Niagara Gazette —
The Niagara Falls Water Board will hold a public hearing today on budget issues that will drive up rates.
The board will hear public input on its tentative budget, which will raise ratepayers' bills by 6 percent over the 2012 numbers, the result of a decrease in funds from a settlement between the city and Occidental Chemical, an increase in employee pensions and increases in costs related to health care benefits for employees, according to board officials.
The board is facing a decrease of $1.3 million in funds from the Occidental Chemical settlement with the city, which will pay out $500,000 to the board in the final year of the 20-year agreement.
“This is a conservative budget that includes a very necessary rate increase to help offset the drastic decrease in the Occidental Chemical payment,” Paul Drof, the executive director of the water board, said. “In addition to the decrease in the Oxy payment, other financial pressures outside of our control such as increased state pension costs for employees, declining consumption and vital infrastructure upgrades are what made this budget very challenging.”
Drof said that water board members, members of the water board's finance committee and staff members worked hard to bring the rate increase, which will cost the average rate payer about $20 a year, down from to 8.5 percent increase that was submitted a month ago to the 6 percent number that is now proposed.

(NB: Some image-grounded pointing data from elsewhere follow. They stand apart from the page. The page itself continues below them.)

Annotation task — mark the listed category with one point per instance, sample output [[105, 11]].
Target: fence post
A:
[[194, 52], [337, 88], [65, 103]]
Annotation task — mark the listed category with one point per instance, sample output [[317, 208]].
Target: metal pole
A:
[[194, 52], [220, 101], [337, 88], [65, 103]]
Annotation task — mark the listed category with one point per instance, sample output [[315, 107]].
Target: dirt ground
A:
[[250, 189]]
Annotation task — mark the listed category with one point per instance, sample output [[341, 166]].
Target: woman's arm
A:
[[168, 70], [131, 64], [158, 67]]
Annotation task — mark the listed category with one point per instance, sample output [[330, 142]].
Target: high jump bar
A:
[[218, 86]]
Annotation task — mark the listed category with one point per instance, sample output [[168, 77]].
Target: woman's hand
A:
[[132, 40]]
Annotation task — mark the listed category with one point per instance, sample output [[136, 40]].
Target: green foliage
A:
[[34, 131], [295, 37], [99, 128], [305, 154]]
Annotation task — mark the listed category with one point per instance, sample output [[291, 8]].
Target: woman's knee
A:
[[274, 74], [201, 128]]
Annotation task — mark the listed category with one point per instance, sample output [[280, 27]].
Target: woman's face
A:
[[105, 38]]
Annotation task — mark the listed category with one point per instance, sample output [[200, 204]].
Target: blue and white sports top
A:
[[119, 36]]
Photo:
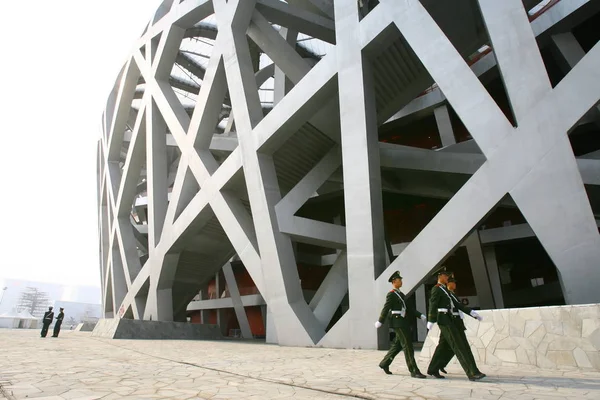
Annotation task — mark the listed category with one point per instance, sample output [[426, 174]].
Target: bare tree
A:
[[34, 301]]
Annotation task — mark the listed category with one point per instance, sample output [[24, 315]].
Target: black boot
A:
[[435, 374], [386, 369], [476, 377]]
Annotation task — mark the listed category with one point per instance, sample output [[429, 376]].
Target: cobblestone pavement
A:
[[77, 366]]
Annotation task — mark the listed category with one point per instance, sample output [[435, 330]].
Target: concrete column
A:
[[442, 118], [331, 292], [218, 296], [362, 179], [489, 253], [282, 82], [480, 271], [238, 307], [421, 306], [205, 316]]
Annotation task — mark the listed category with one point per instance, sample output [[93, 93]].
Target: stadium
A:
[[266, 165]]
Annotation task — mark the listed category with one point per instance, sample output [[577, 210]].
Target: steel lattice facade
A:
[[184, 188]]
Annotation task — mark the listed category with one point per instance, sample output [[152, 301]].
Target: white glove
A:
[[477, 316]]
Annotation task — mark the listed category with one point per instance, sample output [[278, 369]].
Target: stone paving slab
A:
[[77, 366]]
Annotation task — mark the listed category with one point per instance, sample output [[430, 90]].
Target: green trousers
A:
[[447, 353], [402, 341], [453, 341]]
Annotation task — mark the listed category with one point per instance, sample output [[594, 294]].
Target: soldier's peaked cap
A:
[[395, 275], [444, 271]]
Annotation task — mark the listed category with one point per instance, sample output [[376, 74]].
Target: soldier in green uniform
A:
[[400, 316], [441, 309], [443, 352]]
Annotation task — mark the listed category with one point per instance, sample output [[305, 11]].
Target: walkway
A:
[[77, 366]]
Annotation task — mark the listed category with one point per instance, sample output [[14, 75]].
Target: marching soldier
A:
[[58, 323], [443, 353], [46, 321], [441, 309], [395, 304]]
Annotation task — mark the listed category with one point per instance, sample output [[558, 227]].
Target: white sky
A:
[[58, 63]]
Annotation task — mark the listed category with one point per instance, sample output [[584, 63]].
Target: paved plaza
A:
[[77, 366]]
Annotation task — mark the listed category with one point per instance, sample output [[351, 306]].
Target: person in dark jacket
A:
[[58, 323], [46, 321], [400, 316], [441, 309], [443, 353]]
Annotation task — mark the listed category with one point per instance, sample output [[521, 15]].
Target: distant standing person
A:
[[58, 323], [46, 321], [401, 316]]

“We have and continue to do everything under the water board’s control to cut costs and improve efficiencies and pass those savings on to ratepayers,” Drof said.
There are also a pair of resolutions on the agenda for the water board meeting that could affect the tentative budget, one to create a new position and one to reestablish a position.
Ted Janese, the chairman of the water board, said that declining population and debt service payments from infrastructure improvements are also reasons for the rate increases.